Anybody doing any fishing at Fort Smallwood Park? The park has been cleaned up by Anne Arundle County Parks And Rec. Not a bad place to go now! I would like to do some fishing from shore and be able to take the dogs to run around and play (makes the wife happy) and was wondering if there was anything going on there.


----------



## Blue Heron (Jun 12, 2003)

Hi Minnox,

Welcome to the board. I don't know if anything is going on down there, but wouldn't mind finding out. But, there may be a problem with keeping stripers there now.

This link to Mapquest shows the right (south) side of Ft. Smallwood Park as being on the bay "proper". Also, there are some hard to see white boundary lines near the top. Could that be the Brewerton Channel?:

http://www.mapquest.com/maps/map.ad...5-5520&spurl=0&&q=ft. smallwood park&qc=Parks

But when I look at my ADC map for Anne Arundel
County, it shows all the water off of the park as the being the Patapsco. 
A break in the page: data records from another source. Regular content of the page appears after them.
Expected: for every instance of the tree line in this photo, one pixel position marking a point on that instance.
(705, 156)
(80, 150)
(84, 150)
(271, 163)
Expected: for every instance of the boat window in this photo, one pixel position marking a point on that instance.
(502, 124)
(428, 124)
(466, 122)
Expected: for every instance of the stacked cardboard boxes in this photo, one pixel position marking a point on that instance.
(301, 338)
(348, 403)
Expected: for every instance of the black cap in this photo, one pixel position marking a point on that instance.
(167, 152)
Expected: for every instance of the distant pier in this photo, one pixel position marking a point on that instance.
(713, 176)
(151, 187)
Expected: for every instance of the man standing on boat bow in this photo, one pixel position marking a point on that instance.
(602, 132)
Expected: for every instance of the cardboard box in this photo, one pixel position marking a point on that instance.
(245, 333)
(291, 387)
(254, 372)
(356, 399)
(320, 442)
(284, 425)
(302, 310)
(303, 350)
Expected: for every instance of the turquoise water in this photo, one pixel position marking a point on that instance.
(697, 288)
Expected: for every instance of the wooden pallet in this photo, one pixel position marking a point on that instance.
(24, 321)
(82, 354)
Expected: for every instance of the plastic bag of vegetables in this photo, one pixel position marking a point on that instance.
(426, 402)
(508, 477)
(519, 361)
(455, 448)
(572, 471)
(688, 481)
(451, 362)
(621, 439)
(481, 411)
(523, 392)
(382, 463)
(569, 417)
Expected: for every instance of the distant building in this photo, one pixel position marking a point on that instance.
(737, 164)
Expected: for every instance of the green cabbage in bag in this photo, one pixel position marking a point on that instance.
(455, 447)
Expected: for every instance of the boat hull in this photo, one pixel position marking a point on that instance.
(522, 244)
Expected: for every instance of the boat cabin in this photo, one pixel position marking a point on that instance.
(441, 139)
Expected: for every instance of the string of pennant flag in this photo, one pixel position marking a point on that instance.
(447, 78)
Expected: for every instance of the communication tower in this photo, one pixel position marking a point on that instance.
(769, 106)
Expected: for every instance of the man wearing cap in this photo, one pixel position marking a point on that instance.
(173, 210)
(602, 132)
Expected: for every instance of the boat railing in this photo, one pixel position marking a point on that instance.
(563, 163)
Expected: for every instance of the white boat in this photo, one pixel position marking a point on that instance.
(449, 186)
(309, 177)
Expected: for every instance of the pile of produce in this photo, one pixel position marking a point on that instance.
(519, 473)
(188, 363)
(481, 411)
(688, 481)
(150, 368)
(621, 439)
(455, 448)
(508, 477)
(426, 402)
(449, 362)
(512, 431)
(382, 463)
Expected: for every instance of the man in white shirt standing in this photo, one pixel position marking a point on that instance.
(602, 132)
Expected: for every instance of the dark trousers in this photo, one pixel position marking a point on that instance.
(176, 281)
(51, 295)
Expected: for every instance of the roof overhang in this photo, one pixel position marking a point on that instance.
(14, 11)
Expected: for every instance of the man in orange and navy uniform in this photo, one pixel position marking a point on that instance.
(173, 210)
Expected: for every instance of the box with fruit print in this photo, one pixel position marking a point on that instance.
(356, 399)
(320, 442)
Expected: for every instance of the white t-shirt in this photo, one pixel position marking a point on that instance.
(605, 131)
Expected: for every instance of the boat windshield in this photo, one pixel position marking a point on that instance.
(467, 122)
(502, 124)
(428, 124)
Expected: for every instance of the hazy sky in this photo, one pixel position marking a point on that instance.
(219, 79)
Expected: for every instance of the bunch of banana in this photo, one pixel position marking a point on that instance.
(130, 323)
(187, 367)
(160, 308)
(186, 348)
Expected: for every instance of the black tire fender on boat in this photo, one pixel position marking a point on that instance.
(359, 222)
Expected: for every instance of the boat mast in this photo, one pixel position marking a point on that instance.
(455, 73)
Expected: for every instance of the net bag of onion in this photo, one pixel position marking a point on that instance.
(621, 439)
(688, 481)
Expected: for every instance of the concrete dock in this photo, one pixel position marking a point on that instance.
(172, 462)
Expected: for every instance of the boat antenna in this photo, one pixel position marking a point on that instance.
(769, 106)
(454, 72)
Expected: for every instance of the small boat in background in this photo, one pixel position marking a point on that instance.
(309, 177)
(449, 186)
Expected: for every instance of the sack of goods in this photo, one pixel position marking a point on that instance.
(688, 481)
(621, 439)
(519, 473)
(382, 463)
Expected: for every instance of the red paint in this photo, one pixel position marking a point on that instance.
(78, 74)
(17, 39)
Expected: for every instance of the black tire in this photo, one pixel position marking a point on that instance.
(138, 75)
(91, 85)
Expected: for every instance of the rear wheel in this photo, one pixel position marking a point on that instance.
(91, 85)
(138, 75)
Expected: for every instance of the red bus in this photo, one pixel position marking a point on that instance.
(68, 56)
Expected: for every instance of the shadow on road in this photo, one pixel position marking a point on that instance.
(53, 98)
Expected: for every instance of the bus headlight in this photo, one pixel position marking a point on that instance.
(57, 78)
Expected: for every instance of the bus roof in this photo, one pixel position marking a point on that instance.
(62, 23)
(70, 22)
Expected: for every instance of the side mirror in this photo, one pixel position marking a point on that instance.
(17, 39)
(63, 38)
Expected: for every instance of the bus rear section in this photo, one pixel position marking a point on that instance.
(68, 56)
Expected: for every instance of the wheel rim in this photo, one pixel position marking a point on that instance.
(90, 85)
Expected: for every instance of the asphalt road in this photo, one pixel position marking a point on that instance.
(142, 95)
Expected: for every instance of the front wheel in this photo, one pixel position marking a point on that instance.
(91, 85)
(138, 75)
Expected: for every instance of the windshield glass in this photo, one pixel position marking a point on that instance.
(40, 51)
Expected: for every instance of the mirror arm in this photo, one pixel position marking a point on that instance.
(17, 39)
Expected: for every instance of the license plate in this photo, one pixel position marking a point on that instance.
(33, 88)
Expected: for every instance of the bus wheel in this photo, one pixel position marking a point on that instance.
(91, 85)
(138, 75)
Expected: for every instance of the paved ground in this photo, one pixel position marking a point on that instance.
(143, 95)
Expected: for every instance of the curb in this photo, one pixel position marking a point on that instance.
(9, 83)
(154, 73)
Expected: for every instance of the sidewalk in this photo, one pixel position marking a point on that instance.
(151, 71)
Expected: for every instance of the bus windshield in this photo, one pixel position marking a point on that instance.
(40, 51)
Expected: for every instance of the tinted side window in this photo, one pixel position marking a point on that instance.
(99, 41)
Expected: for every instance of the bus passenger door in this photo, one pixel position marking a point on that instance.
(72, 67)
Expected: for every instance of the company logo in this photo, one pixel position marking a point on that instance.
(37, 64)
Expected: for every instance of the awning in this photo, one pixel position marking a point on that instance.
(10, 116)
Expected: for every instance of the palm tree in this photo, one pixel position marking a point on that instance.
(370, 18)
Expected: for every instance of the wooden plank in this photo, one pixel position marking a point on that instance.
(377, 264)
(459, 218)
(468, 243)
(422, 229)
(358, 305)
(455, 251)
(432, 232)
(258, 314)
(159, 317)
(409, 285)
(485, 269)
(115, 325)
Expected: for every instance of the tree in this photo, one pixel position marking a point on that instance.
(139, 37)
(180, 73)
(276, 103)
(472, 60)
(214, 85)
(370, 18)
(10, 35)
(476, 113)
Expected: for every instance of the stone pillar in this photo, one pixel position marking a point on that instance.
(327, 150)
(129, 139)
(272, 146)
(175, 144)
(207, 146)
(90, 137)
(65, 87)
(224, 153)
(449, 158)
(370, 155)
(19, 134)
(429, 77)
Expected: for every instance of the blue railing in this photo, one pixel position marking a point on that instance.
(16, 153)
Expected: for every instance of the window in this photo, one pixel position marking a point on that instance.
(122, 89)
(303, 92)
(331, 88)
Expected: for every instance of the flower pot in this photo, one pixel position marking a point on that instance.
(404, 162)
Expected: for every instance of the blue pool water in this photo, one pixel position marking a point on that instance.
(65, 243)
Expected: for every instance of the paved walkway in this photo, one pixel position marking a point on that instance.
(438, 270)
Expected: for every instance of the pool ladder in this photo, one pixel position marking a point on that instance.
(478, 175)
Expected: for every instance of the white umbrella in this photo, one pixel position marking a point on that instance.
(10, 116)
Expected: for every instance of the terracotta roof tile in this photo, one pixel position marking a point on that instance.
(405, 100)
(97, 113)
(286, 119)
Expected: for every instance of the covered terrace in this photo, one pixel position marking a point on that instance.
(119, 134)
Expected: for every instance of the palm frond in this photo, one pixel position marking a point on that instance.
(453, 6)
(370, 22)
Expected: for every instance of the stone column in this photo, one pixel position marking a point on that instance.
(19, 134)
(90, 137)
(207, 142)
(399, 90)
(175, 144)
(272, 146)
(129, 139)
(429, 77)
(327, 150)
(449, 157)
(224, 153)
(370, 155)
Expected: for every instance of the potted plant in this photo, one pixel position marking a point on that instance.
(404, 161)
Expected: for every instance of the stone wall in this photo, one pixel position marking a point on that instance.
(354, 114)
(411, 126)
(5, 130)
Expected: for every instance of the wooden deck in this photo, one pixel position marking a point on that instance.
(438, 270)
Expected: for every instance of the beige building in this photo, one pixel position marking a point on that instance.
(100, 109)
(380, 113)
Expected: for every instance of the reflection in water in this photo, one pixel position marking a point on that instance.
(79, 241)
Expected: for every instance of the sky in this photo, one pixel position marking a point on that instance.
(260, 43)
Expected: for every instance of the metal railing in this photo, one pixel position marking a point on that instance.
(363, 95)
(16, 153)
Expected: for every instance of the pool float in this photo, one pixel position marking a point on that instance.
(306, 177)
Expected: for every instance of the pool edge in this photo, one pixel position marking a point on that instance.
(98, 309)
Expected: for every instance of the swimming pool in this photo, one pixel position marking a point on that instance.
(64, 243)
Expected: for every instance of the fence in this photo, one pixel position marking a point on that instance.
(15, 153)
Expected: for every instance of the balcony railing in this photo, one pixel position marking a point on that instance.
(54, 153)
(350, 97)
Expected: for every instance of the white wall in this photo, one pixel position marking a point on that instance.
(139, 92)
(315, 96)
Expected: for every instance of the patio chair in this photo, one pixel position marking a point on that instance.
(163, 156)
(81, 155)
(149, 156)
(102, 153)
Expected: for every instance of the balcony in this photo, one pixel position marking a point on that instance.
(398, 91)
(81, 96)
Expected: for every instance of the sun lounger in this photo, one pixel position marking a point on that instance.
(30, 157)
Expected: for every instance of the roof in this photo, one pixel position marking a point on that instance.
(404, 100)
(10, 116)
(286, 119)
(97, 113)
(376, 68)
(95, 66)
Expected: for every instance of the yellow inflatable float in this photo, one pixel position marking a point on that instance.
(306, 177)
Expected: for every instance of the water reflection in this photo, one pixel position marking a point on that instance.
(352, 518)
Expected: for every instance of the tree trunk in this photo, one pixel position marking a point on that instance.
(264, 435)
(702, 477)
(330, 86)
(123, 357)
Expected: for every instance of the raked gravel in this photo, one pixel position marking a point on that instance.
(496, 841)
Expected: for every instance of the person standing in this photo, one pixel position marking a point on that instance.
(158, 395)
Does anyone know for sure if you can keep rockfish from at least the south side of the park now?

Blue Heron


----------



## chesapeakecarper (Aug 22, 2003)

I haven't heard any fishing reports from there since the reopenning. I've suggested to Debbie that she have some sort of fishing report board for visitors...and maybe something on their phone message system stating whats biting.


----------